Zucco’nun yolu “Ben aslında kimim?” sorusuyla başlıyor ve Arthur Rimbaud’un “Ben bir başkasıdır” sözüne kadar gidiyor… Sevgisizlikten kalbi şişen genç bir adam Zucco, durmadan yalnızlığın mutlu edici yanlarını anlatmasının nedeni bu… Zucco’nun iç dünyasını hayal ederken onu nasıl ve ne şekilde anlatmam gerektiğini uzun uzun düşündüm diyebilirim. Zor, ele avuca sığmayan, taşkın, bencil biri. Ona çok kızdığım zamanlar da oldu… Kazlar devreye girince ancak aramız ısındı, kahramanımı sevmek için ona haylazlıklar bile ekledim, değişimi göz yaşartıcı oldu benim için, çünkü değişim dipten gelmeye başladı, köklerinden, kendiliğinden… Zucco haddinden fazla açık sözlü biri, başına gelen trajik durumlar da bunun eseri. Bu hikâyede beni ilgilendiren asıl şey, Zucco ve şair olan annesinin daha iyi bir dünyada karşılaşma ümidiydi. Karşılaşıp karşılaşamayacakları kitaba kalsın, ama daha iyi bir dünya var mı, artık ondan emin değilim…
Kitabınızın türü için polisiye diyebilir miyiz? Bir tür olarak hangi türe yakın görüyorsunuz kitabınızı ?
İnsanların öldürülmesi, başkahramanın peşindeki deccal, kendisinin bir dedektif gibi annesinin kayıp romanını araması gibi unsurlar elbette polisiye unsurları katıyor romana. Fakat aynı zamanda, konu ve üslup bakımından bir kitapta iki kitap olduğu için birçok türü içinde barındırıyor. Zucco’nun hikâyesi polisiye unsurlarla gelişirken, kayıp roman Kopuklar’da ise büyülü gerçekçilik ön planda… Genel olarak da zamanın eğilip büküldüğü, düş ve gerçeğin birbirine karıştığı postmodern bir şehir romanı diyebilirim.
Kitabınız bir roman; ancak içinde şiirler de var. Bu kitapta aslında sizin şiire yakınlığınız da görüyoruz.

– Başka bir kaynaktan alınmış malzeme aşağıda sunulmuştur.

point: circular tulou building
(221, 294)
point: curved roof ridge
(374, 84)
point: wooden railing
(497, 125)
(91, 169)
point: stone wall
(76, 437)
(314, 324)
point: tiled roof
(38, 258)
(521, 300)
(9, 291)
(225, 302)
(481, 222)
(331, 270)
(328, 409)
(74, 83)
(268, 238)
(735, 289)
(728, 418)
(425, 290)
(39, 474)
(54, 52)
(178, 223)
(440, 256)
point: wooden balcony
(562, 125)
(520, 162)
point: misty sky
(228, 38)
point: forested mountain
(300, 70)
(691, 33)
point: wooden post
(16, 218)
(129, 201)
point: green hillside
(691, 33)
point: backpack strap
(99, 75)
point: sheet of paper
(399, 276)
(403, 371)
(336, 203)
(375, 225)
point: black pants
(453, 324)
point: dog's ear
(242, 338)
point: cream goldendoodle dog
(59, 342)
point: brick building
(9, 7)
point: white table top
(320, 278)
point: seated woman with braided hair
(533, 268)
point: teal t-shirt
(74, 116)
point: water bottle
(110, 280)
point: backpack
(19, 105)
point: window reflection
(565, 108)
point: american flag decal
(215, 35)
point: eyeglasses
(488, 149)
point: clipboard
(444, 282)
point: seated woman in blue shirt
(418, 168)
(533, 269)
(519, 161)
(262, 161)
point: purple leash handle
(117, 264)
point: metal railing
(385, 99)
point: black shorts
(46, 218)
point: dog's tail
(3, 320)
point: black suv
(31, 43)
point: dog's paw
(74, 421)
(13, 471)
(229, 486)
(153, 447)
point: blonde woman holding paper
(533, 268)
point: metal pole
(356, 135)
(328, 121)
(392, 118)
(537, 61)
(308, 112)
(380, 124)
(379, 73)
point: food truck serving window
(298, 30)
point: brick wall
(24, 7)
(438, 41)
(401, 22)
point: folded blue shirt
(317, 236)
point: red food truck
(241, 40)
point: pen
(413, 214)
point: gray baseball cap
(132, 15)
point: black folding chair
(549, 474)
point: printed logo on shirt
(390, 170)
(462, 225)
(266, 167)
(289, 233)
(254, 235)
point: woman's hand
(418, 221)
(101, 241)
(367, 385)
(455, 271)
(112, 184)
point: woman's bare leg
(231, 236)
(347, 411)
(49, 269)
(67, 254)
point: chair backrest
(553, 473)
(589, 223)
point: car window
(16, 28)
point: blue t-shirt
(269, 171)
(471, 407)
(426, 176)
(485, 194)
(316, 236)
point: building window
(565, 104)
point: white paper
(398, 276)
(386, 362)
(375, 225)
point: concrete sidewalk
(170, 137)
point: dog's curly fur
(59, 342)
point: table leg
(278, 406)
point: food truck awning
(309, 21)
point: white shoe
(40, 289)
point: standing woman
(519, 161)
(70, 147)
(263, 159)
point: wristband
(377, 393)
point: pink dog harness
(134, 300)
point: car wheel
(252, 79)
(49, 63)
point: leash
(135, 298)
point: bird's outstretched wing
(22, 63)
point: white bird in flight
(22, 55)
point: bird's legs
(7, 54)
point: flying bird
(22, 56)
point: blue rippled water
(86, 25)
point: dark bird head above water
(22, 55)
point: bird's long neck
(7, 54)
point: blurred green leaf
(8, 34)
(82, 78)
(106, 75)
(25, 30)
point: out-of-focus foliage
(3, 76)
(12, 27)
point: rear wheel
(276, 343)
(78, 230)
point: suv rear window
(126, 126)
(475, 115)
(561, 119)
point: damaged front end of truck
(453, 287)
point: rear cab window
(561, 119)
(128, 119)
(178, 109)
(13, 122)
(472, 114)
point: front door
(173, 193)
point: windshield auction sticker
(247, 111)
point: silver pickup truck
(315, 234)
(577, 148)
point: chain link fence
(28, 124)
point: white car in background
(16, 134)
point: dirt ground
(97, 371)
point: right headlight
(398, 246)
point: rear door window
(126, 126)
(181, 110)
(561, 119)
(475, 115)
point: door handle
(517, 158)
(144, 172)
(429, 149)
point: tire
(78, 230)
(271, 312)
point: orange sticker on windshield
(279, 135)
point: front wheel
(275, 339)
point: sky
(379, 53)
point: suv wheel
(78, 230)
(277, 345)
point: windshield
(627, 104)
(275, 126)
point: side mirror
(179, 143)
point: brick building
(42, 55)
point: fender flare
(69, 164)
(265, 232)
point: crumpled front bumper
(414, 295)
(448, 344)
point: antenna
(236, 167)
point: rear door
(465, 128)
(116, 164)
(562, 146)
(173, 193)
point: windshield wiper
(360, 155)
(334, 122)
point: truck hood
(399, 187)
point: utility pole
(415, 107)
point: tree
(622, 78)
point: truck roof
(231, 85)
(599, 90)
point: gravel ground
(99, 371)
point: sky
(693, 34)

Benim için şiir, sesten gelip sese gider, büyülüdür, anlam peşine düşmez, saftır ve düşüncelidir de… Bir hikâye anlatıcısının, iyi roman ararken, iyi şiirler bulup keşfetmesini önemsiyorum. Kayıp romandaki ana karakterin zalimler zalimi şiirini araması belki kişisel olarak şiirle başa çıkamadığımın resmi olabilir. Şiir beni seçmedi ama düzyazıyı bilerek isteyerek seçtim. Roman türü, hem dramatik yazarlık eğitimimden edindiklerimle hem de şiirle olan yolculuğumda bana bambaşka imkânlar sunan, yazarken dili ve anlamı yeniden keşfettiğim, fazlasıyla iyi hissettiğim tür oldu. Şiire olan düşkünlüğüm artık bir okur olarak devam ediyor.

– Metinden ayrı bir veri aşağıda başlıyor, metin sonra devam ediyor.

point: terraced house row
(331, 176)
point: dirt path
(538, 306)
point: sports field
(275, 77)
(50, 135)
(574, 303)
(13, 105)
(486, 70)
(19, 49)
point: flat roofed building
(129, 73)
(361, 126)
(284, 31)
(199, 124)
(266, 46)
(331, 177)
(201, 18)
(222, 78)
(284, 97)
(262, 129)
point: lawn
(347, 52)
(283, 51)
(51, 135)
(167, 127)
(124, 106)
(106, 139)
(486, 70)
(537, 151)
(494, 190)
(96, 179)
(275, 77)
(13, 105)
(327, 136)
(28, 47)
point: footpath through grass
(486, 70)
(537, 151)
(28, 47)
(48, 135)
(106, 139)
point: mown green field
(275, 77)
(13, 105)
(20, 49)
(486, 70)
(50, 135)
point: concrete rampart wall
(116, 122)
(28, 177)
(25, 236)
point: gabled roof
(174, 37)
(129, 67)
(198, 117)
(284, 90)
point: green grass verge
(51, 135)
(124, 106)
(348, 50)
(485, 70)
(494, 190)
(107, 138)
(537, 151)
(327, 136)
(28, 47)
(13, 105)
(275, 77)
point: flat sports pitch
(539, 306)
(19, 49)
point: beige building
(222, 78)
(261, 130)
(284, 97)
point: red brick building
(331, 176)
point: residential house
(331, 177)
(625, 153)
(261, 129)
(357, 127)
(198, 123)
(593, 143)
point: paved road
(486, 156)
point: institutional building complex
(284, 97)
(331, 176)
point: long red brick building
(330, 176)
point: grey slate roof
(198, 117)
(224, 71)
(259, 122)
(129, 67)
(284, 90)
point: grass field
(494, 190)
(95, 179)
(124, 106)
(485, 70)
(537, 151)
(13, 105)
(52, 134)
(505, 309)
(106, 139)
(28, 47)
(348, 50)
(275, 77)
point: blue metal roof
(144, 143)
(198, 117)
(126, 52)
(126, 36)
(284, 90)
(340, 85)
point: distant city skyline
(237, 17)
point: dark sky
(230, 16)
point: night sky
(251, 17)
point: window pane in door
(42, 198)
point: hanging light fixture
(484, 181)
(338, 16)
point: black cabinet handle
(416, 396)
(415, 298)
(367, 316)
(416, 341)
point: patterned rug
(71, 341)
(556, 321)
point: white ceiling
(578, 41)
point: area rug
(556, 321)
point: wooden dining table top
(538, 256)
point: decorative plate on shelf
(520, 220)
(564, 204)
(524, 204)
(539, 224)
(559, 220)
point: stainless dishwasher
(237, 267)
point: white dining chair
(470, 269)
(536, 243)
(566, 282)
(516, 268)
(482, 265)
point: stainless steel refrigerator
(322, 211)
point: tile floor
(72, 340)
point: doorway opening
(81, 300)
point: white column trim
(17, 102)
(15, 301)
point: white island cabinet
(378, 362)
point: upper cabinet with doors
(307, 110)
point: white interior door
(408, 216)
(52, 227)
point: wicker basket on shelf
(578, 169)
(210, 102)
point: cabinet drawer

Kitabınızda edebi karakterlere ve yazarlara da göndermeler bulunuyor. Özellikle mekân isimlerini seçerken çok sevdiğiniz yazarlara bir selam yolladığınızı da söylemek mümkün olur mu acaba?
Unutma çağında olduğumuzdan bahsetmiştim, evet nihayetinde olay gelip unutmaya varıyor yine… Her yönden popüler olana rağbetin çoğaldığı zamanlardayız, çoksatarlar başımızı döndürüyor… Ben artık kitap okumakla geçireceğim zamanı, iyi kitap arayarak geçirdiğimi fark ediyorum. Evet, kitap seçiyorum, seçmeliyim de… Bu düşüncelerimi de direkt dile getirdim Kopuklar’da. Bunun için üzerime düşen sorumluluğun da farkındayım, önce kendime hatırlatmak sonra da unutturmamak için onların isimlerini hikâyemde şehirlere, kahramanlara, mekânlara, sokaklara, istasyonlara verdim. Diğer yandan da Paul Auster tüm romanlarıyla birlikte bir şehir olsaydı nasıl olurdu diye düşünmek ve benim algıladığım kadarıyla şehrin Auster’ın kitaplarındaki ruh halini yansıtmaya çalışmak yazarlık çalışması bakımından müthiş haz vericiydi… Aynı şekilde Saramago, Woolf, Baricco kasabası… En çok da Roberto Zucco’nun yazarı Bernard Maria Koltes’e bu romanı oluştururken çok şey borçlu olduğumu söyleyebilirim. Kitabı okuduktan sonra, isimleri merak eden ve ilgilenen okur çoğalırsa Kopuklar nihai amacına ulaşmış olacaktır.
Kitabı yazma sürecinizden de bahsetmek istiyorum. Oldukça uzun bir süreç oldu galiba.
Uzun, çoğu zaman karanlık, tutkulu ve bir o kadar yalnız…
Kopuklar, Gezi direnişinden yıllar önce hayal gücümün yarattığı bir hikâyeydi. Kitabı bitirdikten kısa bir süre sonra da direniş başladı. Eğer o sıralarda bitiremeseydim, roman yarım kalabilir, belki şimdilerde bitirmek için geri dönerdim. Ama şimdiki hislerimle direnişin yansımalarını büyülü bir şeyin içinde var etmek istemeyeceğimden yazmaktan vazgeçebilirdim. Çünkü çocuklar ölmüştü ve hiçbir şey onları geri getirmeyecekti.